This project is designed to scrape player data from a list of URLs, save the scraped data into a CSV file, and then update a database with the scraped information. It includes functionality to handle command-line inputs for the URLs file and ensures data integrity by checking for valid CSV files and non-null data.
- Scrapes player data from given URLs.
- Saves valid scraped data into a CSV file.
- Loads initial database information from given playerData.CSV file.
- Updates a SQLite database with the scraped data.
- SQL queries for insight into data.
- Command-line interface for easy use.
- Python 3.x
- Pandas
- Other dependencies as listed in
requirements.txt
- Clone the repository and navigate to the project directory.
- Install the required Python packages:
pip install -r requirements.txt
- Prepare a CSV file containing the URLs to scrape, with each URL in a new line.

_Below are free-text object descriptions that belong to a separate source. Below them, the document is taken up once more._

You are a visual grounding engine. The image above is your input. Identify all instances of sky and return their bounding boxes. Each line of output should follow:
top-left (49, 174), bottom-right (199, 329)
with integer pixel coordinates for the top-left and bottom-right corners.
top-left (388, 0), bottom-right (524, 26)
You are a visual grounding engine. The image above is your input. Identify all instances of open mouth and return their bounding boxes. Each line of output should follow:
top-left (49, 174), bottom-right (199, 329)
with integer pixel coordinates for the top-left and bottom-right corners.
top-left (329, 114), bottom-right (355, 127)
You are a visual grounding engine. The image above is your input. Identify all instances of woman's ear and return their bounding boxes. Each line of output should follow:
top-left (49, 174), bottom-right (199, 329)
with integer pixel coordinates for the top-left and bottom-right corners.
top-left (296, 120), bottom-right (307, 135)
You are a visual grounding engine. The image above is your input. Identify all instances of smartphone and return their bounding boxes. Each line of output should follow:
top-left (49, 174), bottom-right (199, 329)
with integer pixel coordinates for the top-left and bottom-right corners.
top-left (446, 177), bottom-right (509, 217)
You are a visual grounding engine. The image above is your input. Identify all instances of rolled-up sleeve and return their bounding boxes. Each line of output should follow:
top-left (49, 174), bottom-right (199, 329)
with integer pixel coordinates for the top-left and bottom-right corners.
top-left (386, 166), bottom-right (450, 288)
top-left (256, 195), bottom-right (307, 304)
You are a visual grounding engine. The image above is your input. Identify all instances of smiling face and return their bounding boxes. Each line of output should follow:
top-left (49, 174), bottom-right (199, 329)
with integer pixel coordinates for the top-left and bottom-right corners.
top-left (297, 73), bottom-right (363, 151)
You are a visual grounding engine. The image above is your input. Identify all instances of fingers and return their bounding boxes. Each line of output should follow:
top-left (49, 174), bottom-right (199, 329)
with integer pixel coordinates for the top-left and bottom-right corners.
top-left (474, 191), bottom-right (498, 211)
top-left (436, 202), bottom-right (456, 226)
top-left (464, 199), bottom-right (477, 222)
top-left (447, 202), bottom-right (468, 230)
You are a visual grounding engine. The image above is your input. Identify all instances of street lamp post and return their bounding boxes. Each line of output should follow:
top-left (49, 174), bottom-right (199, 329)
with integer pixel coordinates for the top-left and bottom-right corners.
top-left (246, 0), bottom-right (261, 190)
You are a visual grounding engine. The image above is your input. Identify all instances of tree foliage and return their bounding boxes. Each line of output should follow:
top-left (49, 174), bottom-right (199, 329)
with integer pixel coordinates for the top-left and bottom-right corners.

- Run the scraper script with the path to your URLs file:
python run_scraper.py path/to/your/urls_file.csv
- Run rest of the code - database loading:
python run_import_data.py
This will save the scraped data into scraped_player_data.csv
in the data folder.
To run tests verifying the correctness of the scraping and data processing: In tests folder:
python -m unittest test_scraper_output.py or python -m unittest test_scraper.py
In sql_queries folder, there are three sql queries that correspond to the three queries in pdf on page 2. In csv files are results of each query.